Data from the Nigerian Upstream Petroleum Regulatory Commission (NUPRC) has revealed that Nigeria produced a total of 443.25 million barrels of crude oil between January and October 2025.
According to crude oil and condensate production report, this translates to an average of about 1.46 million barrels per day, placing it below its 1.5 million barrels per day crude oil quota set by the Organisation of Petroleum Exporting Countries (OPEC), thus achieving about 97 per cent of the quota during the 10-month period.
A breakdown of the figures shows that the highest crude oil production, being 47.70 million barrels was recorded in January, while February was the weakest month at 41.02 million barrels.
Output recovered in March and April and remained relatively strong through May, June, and July before easing in August and September. Crude oil production in October stood at 43.44 million barrels.
In addition to crude oil, Nigeria produced 60.55 million barrels of condensate between January and October. This comprised 17.38 million barrels of blended condensate and 43.17 million barrels of unblended condensate, reflecting the growing role of condensates in supporting overall oil output.
Combined crude oil and condensate production during the period amounted to 503.79 million barrels, equivalent to an average total oil production of about 1.66 million barrels per day.
However, this performance fell short of the Federal Government’s 2025 budget oil production benchmark of over two million barrels per day, which covers both crude oil and condensate.

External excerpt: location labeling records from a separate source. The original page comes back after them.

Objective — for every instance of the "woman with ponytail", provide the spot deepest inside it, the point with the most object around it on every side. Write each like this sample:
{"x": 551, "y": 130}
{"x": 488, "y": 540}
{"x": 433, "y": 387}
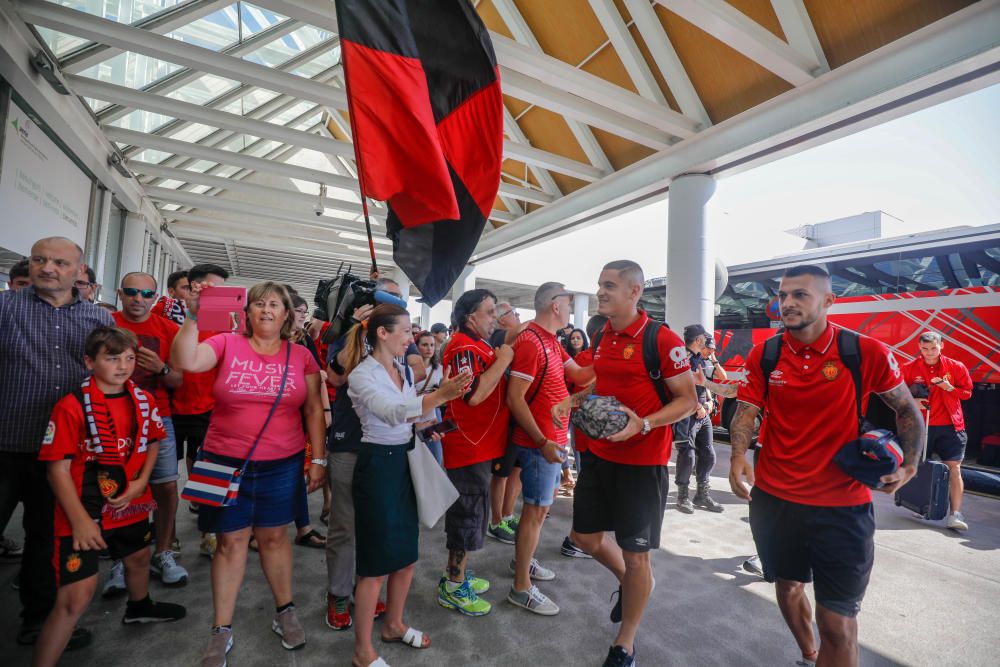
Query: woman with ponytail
{"x": 385, "y": 506}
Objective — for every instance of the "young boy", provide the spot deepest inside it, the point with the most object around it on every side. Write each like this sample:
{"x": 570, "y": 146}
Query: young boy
{"x": 101, "y": 445}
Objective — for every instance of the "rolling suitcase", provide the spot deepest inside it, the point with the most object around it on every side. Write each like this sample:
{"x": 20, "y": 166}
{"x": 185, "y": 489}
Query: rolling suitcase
{"x": 927, "y": 493}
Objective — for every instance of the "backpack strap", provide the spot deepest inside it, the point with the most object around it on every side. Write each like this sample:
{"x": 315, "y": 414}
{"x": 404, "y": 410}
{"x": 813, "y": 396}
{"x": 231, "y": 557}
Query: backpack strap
{"x": 545, "y": 367}
{"x": 769, "y": 360}
{"x": 849, "y": 348}
{"x": 651, "y": 358}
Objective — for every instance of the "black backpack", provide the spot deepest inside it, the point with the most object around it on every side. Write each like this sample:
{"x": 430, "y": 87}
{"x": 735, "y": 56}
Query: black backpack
{"x": 650, "y": 356}
{"x": 850, "y": 353}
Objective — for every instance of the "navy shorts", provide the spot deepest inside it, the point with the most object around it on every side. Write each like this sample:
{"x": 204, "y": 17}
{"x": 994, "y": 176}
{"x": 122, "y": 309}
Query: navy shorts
{"x": 946, "y": 442}
{"x": 833, "y": 547}
{"x": 269, "y": 494}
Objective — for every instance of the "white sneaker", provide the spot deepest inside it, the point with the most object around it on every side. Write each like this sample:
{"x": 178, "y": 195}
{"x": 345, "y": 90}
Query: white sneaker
{"x": 115, "y": 585}
{"x": 957, "y": 522}
{"x": 166, "y": 568}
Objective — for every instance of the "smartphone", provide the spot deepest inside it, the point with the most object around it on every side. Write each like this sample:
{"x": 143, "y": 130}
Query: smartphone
{"x": 223, "y": 309}
{"x": 446, "y": 426}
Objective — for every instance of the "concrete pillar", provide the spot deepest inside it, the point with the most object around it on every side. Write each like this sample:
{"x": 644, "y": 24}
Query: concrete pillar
{"x": 690, "y": 253}
{"x": 133, "y": 244}
{"x": 581, "y": 310}
{"x": 466, "y": 281}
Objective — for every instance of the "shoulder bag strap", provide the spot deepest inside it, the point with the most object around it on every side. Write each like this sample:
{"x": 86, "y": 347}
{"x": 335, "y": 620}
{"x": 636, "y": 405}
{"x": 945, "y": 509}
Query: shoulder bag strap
{"x": 274, "y": 406}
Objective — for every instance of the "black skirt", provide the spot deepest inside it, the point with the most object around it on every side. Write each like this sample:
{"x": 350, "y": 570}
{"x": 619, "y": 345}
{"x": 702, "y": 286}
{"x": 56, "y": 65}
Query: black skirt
{"x": 385, "y": 510}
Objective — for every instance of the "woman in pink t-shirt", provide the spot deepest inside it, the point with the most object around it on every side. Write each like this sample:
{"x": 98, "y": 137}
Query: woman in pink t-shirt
{"x": 250, "y": 370}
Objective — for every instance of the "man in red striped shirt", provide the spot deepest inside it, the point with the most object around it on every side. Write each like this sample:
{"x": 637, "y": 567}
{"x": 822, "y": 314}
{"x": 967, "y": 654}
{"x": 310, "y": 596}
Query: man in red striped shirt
{"x": 943, "y": 383}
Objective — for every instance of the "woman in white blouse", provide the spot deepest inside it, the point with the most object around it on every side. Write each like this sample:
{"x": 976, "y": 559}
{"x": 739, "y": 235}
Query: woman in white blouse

At an average of 1.66 million barrels per day, Nigeria underperformed the budget target by about 340,000 barrels per day, representing a shortfall of roughly 17 per cent, despite condensate volumes boosting headline production.
Data from the commission show that average daily oil production in October stood at 1.60 million barrels per day, comprising 1.40 million barrels per day of crude oil and about 196,000 barrels per day of condensate. This placed Nigeria’s crude oil output for the month at 93 per cent of its OPEC allocation.
The continued gap between actual production and both OPEC and budget benchmarks has implications for government revenue and foreign exchange earnings, as crude oil exports remain a major source of fiscal funding.